Some people tell us that their interaction with children was not only motivated by sex. Instead some people talk about wanting to feel understood, or enjoying the connection with the child they are speaking to.

Our experience is that people’s motivations are often about more things than simply sexual pleasure. As such, it is important to consider your motives, so that you are able to manage your behaviour more responsibly in the future.
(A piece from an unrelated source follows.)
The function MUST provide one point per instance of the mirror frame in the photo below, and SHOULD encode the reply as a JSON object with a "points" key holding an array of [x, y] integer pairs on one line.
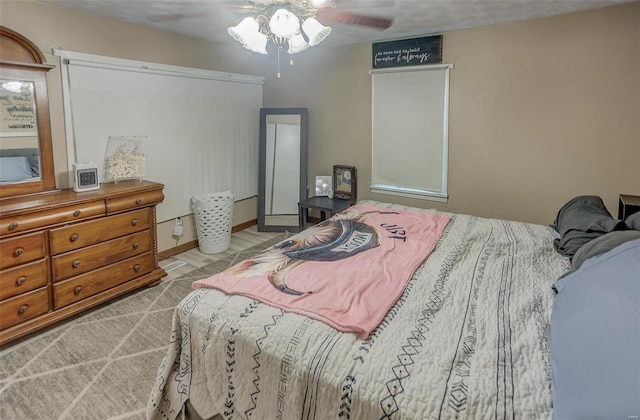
{"points": [[302, 195], [21, 59]]}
Many of the motivations noted in the Understanding Why module will also be relevant for people who have communicated sexually with children online. Take a look and see which might have been significant for you. You might find it helpful to complete the timeline exercise, if you haven’t done so already.

Different groups

Research and practice concerning the online grooming of children is relatively new. We are therefore still learning about this behaviour, and the people who engage in it. Some researchers have suggested that people who sexually abuse children in this way fall into different groups, depending on their motives and behaviour. The European Online Grooming Project (Webster et al., 2012) proposes three broad groups:
  • People who want to feel close to a child – ‘intimacy seeking’
  • People who adapt and change their online behaviour and profiles depending on the response of the child they are chatting to – ‘adaptable’
  • People who act in a very sexual way from the outset – ‘hypersexual’
The difference between these groups, in terms of their online behaviour, is mainly about the intensity and duration of the online communication between the adult and the child. The motivations, however, may differ.

Exercise 1: Different approaches to children

With the above ideas about different groupings in mind, think about the following questions. Also consider if your behaviour changed over time, and why that might have been:
  • Did you think about your contact with a child or children as being consenting and intimate?
  • Were your conversations prolonged and frequent with sexual content introduced slowly?
  • Did your online conversations often lead to planning or arranging offline meetings to develop the relationship?
  • Did your online conversations lead to the sending and/or receiving of sexual images?
  • Did you see the children you spoke to as mature and sexually knowledgeable?
  • Did you change your style of communication depending on the child you spoke to, and how they responded?
  • Did you introduce sexual content very quickly i.e. within seconds or the first few minutes?
  • Did you use a false identity?
  • Did you try to develop a relationship with a particular child or children?
  • Did you use sexual chat for your immediate sexual pleasure?

What do your answers to the above questions, tell you about your motivations?

What do they say about how you viewed the child or children you chatted to?

And what was the likelihood of you meeting up with a child you had chatted to online? What stopped you?